A quirky, poignant coming-of-age story based on the best-selling novel by Stephen Chbosky, The Perks of Being a Wallflower is a heartfelt high school drama in the spirit of the late John Hughes’ The Breakfast Club.
Academically advanced, socially inept freshman Charlie (Logan Lerman) is a wallflower, always watching from the sidelines, until a group of charismatic seniors take him under their wing.
Gorgeous, free-spirited Sam (Emma Watson) and her cut-up stepbrother, Patrick (Ezra Miller), help guide Charlie through new friendships, first loves, and family dramas while introducing him to a world of sex, drugs, and The Rocky Horror Picture Show. Meanwhile, his English teacher, Mr. Anderson (Paul Rudd), has introduced Charlie to the realm of literature, sparking his dreams of becoming a writer.
But even as Charlie thrives in this new world of mix-tapes and bacchanalian parties, the pain of his past – which includes his best friend’s recent suicide and the accidental death of his beloved Aunt Helen (Melanie Lynskey) – lingers just below the surface.
Written and directed by author Stephen Chbosky, The Perks of Being a Wallflower features beautiful, dreamlike cinematography by Andrew Dunn (Crazy, Stupid, Love.) that awakens a nostalgia for late ’80s fashion and dimly-lit basement gatherings, all to a soundtrack of The Smiths, David Bowie, New Order, Sonic Youth, and Dexy’s Midnight Runners.
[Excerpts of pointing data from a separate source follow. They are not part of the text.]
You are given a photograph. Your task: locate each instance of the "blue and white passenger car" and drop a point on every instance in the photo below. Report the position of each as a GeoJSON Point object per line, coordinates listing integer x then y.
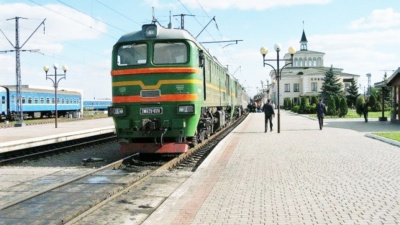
{"type": "Point", "coordinates": [38, 101]}
{"type": "Point", "coordinates": [96, 104]}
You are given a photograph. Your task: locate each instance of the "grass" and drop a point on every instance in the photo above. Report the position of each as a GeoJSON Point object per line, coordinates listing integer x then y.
{"type": "Point", "coordinates": [353, 114]}
{"type": "Point", "coordinates": [390, 135]}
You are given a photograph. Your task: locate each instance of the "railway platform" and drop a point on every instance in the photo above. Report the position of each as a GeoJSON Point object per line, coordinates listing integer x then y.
{"type": "Point", "coordinates": [302, 175]}
{"type": "Point", "coordinates": [15, 138]}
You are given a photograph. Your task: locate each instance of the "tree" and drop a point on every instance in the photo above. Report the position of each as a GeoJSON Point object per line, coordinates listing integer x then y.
{"type": "Point", "coordinates": [343, 109]}
{"type": "Point", "coordinates": [352, 93]}
{"type": "Point", "coordinates": [373, 103]}
{"type": "Point", "coordinates": [337, 104]}
{"type": "Point", "coordinates": [359, 105]}
{"type": "Point", "coordinates": [331, 106]}
{"type": "Point", "coordinates": [314, 100]}
{"type": "Point", "coordinates": [331, 85]}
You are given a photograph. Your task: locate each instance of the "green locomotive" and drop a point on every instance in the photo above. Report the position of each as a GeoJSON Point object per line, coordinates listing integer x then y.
{"type": "Point", "coordinates": [168, 92]}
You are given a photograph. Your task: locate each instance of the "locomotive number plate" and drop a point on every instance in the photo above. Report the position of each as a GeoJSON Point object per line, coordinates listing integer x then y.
{"type": "Point", "coordinates": [152, 110]}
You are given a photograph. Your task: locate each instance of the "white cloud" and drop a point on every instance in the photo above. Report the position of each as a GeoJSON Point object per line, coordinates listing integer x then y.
{"type": "Point", "coordinates": [238, 4]}
{"type": "Point", "coordinates": [382, 18]}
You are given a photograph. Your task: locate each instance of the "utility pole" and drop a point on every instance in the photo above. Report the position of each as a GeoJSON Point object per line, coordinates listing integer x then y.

The film features a brilliant ensemble of actors including Mae Whitman, Johnny Simmons, Nina Dobrev, Dylan McDermott, Kate Walsh, Joan Cusack, and… yes… Tom Savini, but ultimately it’s the power trio of Lerman, Watson, and Miller who elevate The Perks of Being a Wallflower from traditional teenage fair to timeless classic.
Lerman (Percy Jackson & the Olympians: The Lightning Thief) wows as Charlie, who seems to be an even nerdier, more awkward version of Peter Parker, while Watson effortlessly conveys the complexity of her character with the kind of subtle elegance reserved for the likes of Natalie Portman and Anne Hathaway.
Watson, whose upcoming films include Sofia Coppola’s The Bling Ring and Darren Aronofsky’s Noah is easily Hollywood’s next big actress – and when she finally lays a kiss on Lerman’s Charlie, I couldn’t help myself from whispering, “five points to Gryffindor!”
The real story here though is Ezra Miller as Sam’s outwardly gay, endlessly adorable brother Patrick. You probably recognize Miller as Kevin from Lynne Ramsay’s We Need to Talk About Kevin, where he plays Tilda Swinton’s vicious, demented teenage son. It’s amazing to see him play such a warm and charming, downright lovable character after his turn as an icy, dead-eyed psychopath.
I’ve yet to read Chbosky’s novel, but that’s about to change – I have a copy in front of me as I type this – so going into the movie adaptation I had little idea of what to expect. I assumed Perks would be your typical angst-ridden teenage melodrama – I certainly didn’t expect such an inspiring, life-affirming film.
Nothing has moved me as much as The Perks of Being a Wallflower this year… just beautiful, fantastic, blissful cinema. Perks is this year’s Beginners for me – a definitive, cathartic experience I’ll revisit and cherish for years to come.